Lá estava ele todo empipocado novamente. A filha pequena havia espalhado tinta por toda a casa e no meio daquela lambança de cores ele ainda parecia mais engraçado com aquele corpo repleto de bolinhas vermelhas. Acontece que depois da menina, de apenas 7 anos, espalhar as tintas da mãe pelo recinto, ela queria comer sorvete de morango e aos berros foi  “pedir” ao pai. Ele, apesar de todo mal que lhe aguardava sabia que não poderia deixar a educação da filha apenas para a pobre esposa que, a esta altura, já estava aos prantos contando o prejuízo de todas aquelas aquarelas caríssimas. Então, resignado, ele disse a palavra que não podia:

- Não.

A menina que nunca havia visto o pai pronunciar aquela palavra afastou-se silenciosamente. No entanto, apesar da bem sucedida imposição o homem ficou ali parado esperando a reação de seu corpo. Não foi preciso muito para surgirem as primeiras bolinhas e aquela coceira insuportável, parecia que estava dentro de um formigueiro. Não adiantava, ele não conseguia, ou melhor, não podia dizer a palavra “não” sem seu corpo manifestar aquela alergia.  A mulher, que já estava desesperada com a perda das tintas, gritou apavorada:

- Meu Deus, querido! Você disse? Não acredito que você disse! Eu podia resolver sozinha! E agora? O que vamos fazer?

O homem resignado na sua missão de pai, respondeu enquanto coçava-se inteiro:

- Tudo Bem, fique tranquila, só dura uma hora...Depois eu melhoro!

Aquela era a situação mais simples que podia enfrentar, pois dentro de casa podia pedir ajuda a esposa, sempre muito compreensiva, mas o problema era no trabalho e na vida social. Ele evitava entrar em confronto com as pessoas e quase sempre desviava-se de grandes decisões em grupo. Passava a vida fugindo da palavra maldita e temia cada vez que alguém se direcionava a ele com cara de quem iria pedir alguma coisa. O homem que não podia dizer “não” foi ficando cada vez mais isolado, tinha medo que descobrissem a sua fragilidade e se aproveitassem ainda mais de sua doença. Perdeu muito dinheiro emprestando para qualquer um que pedisse, teve que assistir a milhões de formaturas, assistiu muitas horas de gravações de festas de aniversários dos vizinhos, comeu milhares de pizzas de atum muito embora detestasse atum e pizza.
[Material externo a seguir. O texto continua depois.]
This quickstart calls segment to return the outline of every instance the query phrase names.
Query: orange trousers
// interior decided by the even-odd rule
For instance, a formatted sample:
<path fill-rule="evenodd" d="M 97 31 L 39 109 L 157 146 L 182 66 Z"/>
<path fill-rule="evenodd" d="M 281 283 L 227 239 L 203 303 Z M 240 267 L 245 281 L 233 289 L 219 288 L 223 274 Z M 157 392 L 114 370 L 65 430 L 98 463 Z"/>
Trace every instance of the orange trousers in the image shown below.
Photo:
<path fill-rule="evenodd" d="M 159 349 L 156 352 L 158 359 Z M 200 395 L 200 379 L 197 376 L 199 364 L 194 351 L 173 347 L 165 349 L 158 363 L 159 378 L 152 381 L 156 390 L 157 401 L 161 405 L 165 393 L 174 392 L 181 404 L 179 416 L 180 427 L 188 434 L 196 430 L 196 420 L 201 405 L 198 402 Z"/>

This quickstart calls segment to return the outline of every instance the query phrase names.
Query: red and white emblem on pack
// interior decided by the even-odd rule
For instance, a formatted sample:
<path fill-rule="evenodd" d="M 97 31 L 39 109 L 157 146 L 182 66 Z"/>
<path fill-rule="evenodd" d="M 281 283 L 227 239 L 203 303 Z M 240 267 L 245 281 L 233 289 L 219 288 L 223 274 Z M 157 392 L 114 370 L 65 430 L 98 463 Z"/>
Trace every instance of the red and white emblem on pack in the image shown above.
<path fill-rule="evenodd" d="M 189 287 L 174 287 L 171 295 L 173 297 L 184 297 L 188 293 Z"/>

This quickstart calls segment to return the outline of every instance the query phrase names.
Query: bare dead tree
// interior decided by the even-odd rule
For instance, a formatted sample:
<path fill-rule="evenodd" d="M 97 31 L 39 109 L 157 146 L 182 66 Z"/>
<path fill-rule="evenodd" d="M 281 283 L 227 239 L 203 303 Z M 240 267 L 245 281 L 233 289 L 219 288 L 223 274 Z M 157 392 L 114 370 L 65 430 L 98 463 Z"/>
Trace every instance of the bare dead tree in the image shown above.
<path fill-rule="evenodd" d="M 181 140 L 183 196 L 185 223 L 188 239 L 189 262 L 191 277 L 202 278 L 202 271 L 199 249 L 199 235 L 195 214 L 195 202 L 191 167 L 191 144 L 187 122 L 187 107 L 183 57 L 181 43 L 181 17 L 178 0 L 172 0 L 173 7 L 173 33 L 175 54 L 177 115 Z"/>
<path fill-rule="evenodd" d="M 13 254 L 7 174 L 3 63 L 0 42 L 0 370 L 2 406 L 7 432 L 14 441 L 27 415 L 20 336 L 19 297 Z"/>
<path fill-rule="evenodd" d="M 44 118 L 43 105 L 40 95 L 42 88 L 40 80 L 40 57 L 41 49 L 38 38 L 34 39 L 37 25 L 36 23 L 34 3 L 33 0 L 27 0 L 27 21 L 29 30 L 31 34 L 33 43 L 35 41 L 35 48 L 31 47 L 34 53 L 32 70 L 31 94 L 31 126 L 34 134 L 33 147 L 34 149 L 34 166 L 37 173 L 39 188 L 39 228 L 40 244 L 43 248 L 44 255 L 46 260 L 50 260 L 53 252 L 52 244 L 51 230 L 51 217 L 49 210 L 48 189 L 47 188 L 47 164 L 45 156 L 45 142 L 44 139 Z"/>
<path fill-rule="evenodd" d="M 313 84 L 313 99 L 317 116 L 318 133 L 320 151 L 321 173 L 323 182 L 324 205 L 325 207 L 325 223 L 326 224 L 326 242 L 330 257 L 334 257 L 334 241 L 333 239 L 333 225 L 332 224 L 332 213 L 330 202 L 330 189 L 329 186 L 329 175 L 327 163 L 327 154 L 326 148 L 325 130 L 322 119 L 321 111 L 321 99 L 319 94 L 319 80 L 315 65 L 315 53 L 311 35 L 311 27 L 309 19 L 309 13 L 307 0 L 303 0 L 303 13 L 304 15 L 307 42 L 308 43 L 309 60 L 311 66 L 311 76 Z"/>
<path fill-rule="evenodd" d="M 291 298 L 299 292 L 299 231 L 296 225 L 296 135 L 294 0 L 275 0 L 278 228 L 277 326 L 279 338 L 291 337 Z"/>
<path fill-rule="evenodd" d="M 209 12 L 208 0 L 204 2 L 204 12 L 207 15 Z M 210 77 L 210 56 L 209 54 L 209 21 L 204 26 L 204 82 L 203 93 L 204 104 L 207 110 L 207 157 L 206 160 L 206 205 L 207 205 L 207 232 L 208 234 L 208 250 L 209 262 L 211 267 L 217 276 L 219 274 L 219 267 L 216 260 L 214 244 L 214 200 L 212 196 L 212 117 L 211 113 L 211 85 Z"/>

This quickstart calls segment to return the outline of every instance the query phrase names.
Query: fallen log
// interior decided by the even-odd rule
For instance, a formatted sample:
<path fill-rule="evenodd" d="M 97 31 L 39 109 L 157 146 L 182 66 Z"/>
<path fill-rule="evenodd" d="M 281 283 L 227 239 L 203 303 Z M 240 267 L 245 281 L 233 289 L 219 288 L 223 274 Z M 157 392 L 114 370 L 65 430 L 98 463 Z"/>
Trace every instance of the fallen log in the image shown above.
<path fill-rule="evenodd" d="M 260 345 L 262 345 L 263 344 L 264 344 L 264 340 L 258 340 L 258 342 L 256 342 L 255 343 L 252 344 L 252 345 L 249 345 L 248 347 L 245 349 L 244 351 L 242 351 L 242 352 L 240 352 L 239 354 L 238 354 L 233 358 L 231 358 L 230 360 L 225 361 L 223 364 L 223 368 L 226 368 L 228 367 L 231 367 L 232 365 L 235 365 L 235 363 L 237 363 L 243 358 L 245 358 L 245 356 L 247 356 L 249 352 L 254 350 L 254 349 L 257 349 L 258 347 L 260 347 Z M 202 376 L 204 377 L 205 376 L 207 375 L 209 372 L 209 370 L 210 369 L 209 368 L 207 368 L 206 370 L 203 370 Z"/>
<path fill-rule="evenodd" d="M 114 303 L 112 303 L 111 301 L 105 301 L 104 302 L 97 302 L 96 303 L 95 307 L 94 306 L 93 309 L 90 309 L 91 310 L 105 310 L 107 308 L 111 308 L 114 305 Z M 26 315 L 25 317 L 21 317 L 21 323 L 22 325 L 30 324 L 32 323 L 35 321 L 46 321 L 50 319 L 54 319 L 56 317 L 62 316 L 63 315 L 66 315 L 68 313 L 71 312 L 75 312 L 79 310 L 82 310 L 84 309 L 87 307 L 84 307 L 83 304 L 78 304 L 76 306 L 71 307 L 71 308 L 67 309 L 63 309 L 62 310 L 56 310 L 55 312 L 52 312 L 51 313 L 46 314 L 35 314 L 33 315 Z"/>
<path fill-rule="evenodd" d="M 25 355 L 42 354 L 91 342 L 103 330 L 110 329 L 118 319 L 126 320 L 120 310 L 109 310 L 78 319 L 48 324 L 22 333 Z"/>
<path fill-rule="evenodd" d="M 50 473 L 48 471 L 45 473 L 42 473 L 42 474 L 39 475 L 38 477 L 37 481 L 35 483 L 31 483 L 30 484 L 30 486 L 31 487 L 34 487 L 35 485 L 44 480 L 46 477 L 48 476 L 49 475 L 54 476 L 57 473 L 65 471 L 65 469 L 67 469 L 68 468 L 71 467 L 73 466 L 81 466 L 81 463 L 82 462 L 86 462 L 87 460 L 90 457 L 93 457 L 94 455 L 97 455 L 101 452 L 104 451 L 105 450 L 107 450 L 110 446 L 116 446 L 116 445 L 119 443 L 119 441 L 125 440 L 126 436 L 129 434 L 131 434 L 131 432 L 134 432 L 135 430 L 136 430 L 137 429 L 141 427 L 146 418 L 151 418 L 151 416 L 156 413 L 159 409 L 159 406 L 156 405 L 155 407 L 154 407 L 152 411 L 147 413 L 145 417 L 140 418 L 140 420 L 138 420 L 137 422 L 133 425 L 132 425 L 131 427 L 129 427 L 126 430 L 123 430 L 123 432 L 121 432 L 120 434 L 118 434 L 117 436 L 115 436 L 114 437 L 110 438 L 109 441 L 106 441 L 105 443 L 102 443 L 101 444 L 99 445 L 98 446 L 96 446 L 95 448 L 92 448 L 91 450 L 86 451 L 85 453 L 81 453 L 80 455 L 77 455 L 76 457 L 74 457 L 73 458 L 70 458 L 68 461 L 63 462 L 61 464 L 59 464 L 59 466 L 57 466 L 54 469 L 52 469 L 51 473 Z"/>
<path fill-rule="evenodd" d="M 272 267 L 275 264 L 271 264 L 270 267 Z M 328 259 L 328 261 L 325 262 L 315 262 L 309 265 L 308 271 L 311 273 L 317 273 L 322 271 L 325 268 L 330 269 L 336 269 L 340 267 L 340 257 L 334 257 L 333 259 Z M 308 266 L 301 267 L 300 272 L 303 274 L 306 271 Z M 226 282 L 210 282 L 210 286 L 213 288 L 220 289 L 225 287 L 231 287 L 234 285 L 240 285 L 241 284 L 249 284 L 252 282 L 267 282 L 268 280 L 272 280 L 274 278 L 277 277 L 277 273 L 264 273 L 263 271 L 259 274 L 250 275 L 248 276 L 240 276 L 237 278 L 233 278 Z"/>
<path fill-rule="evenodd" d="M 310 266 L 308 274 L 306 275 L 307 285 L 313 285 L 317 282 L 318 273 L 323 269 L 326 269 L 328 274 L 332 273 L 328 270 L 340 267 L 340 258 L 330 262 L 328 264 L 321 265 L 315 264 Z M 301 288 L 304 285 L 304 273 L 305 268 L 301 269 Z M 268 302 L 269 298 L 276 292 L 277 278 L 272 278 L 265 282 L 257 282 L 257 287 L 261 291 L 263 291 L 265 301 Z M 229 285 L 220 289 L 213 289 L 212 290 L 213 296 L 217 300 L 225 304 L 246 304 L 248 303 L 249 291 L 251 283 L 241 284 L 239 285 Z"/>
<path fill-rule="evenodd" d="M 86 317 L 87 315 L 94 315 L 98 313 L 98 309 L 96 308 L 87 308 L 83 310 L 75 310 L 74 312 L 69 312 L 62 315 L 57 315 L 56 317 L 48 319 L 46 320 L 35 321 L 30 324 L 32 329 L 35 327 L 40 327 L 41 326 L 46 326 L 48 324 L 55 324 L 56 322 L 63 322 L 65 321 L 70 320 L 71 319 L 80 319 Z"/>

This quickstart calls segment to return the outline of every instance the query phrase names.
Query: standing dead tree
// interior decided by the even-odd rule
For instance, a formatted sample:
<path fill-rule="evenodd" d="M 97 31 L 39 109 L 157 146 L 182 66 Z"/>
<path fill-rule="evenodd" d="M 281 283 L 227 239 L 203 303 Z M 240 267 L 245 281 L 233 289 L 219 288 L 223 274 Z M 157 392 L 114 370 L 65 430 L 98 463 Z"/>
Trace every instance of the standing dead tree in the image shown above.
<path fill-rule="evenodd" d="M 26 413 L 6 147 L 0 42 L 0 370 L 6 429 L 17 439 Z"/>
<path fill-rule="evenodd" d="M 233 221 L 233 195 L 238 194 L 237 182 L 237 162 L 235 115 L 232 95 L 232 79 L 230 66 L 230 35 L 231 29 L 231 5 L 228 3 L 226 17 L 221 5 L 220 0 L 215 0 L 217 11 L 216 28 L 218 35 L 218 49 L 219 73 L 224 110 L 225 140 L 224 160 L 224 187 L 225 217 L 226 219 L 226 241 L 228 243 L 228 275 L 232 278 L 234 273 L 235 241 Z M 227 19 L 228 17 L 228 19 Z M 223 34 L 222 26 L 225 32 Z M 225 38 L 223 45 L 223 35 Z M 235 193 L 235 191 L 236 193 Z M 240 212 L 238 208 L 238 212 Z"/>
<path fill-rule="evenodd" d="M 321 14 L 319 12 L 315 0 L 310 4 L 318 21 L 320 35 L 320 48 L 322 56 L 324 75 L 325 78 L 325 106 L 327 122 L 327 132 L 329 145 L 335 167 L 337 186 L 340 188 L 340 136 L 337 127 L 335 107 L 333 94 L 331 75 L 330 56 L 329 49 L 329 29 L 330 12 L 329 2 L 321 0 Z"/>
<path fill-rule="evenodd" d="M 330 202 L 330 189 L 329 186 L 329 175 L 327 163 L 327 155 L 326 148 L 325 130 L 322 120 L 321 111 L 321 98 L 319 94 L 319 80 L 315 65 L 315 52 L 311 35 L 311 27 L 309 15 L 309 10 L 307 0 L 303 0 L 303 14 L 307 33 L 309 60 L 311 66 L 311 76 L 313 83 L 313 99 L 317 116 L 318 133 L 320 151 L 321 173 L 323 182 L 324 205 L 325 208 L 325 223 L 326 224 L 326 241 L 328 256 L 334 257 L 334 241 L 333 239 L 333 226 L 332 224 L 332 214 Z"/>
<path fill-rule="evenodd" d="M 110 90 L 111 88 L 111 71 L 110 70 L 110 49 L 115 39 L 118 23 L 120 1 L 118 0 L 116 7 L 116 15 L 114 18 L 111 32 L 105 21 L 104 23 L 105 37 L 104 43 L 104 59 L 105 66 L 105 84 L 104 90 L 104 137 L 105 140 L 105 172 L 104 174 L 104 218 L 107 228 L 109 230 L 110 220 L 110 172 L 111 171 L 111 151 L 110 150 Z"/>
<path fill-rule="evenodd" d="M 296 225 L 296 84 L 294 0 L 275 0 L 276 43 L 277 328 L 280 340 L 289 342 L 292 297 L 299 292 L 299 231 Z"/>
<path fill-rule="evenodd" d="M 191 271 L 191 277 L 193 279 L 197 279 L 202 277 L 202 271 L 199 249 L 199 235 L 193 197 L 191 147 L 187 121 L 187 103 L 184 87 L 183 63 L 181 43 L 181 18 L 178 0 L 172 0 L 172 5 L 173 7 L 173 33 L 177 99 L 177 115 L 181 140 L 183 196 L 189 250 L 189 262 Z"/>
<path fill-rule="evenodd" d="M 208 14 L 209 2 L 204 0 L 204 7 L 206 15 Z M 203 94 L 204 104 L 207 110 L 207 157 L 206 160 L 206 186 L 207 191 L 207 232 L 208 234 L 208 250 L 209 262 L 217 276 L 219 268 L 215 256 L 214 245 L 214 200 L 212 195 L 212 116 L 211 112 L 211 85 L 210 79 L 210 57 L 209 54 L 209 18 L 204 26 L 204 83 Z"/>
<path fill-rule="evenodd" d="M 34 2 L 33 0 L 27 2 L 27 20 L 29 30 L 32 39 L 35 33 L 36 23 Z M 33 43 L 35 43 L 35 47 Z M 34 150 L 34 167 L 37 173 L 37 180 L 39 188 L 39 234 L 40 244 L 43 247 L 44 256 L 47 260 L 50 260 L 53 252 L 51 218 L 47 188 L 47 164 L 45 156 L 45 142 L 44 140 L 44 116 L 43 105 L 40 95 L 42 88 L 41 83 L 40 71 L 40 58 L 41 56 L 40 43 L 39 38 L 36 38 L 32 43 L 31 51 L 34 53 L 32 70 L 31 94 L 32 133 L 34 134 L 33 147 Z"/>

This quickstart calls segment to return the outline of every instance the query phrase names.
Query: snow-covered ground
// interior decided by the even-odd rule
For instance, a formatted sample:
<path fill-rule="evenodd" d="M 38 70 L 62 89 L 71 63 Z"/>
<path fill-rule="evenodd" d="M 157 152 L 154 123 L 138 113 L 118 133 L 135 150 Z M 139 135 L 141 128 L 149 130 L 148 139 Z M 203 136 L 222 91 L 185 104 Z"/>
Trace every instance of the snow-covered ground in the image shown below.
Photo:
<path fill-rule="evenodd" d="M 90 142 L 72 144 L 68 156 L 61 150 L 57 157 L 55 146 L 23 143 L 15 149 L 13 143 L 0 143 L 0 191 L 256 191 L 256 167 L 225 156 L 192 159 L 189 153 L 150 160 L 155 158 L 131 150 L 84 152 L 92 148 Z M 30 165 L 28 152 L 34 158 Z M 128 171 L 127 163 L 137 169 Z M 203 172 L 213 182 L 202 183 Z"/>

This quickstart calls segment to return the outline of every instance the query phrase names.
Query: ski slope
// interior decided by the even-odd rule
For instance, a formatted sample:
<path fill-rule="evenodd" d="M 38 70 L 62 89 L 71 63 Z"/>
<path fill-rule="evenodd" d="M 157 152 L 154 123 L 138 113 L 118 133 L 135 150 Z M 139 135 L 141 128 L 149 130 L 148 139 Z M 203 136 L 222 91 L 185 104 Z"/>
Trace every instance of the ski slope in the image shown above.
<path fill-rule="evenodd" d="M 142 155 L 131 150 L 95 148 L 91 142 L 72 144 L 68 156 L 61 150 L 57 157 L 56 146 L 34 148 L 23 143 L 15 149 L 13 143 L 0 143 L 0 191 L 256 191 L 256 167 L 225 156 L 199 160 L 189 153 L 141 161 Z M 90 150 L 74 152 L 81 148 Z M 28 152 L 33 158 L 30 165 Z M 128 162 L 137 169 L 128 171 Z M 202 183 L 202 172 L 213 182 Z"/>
Ele realmente fazia tudo para não passar por aquilo e assim tornou-se a alegria dos vendedores, dos pedintes; só de seguros de vida já havia feito nove, além de muitos celulares, centenas de cartões de crédito, milhares de assinaturas de revistas, jornais e tudo que aparecia na sua frente.   Enfim, sua vida era o próprio inferno, até que um dia pensou em enfrentar toda aquela dor e coceira insuportável. Morreria de alergia ou sobreviveria aos nãos que sairiam de sua boca. Então saiu de casa disposto a combater a estranha doença de uma tacada só; para isso muniu-se de toda coragem do mundo, havia finalmente decidido que a partir daquele dia diria quantos nãos fossem necessários, custasse o que custasse. Fechou a porta de casa e pensou:

- Vamos, Antônio, vamos enfrentar o seu calvário.

Então entrou no elevador e a vizinha perguntou:

- Bom dia, seu Antônio. Eu queria justamente falar com o Sr. sabe que temos família no interior , não é? Pois nessa semana temos que viajar, para ver minha mãe que está muito doente. O Sr. poderia ficar cuidando do Tedi, o nosso cachorrinho?

Antônio, respirou fundo e abriu a boca para dizer a palavra, esfregou o suor que lhe escorria da testa, ajeitou a gravata que já incomodava no pescoço sensibilizado pelas pequenas bolinhas que restaram do último não que pronunciara há dois meses... Pigarreou, olhou o relógio e finalmente falou:

- Claro, dona Matilde. A Clarinha vai adorar.

Lá se foi Antônio, livre da sua alergia à própria vontade!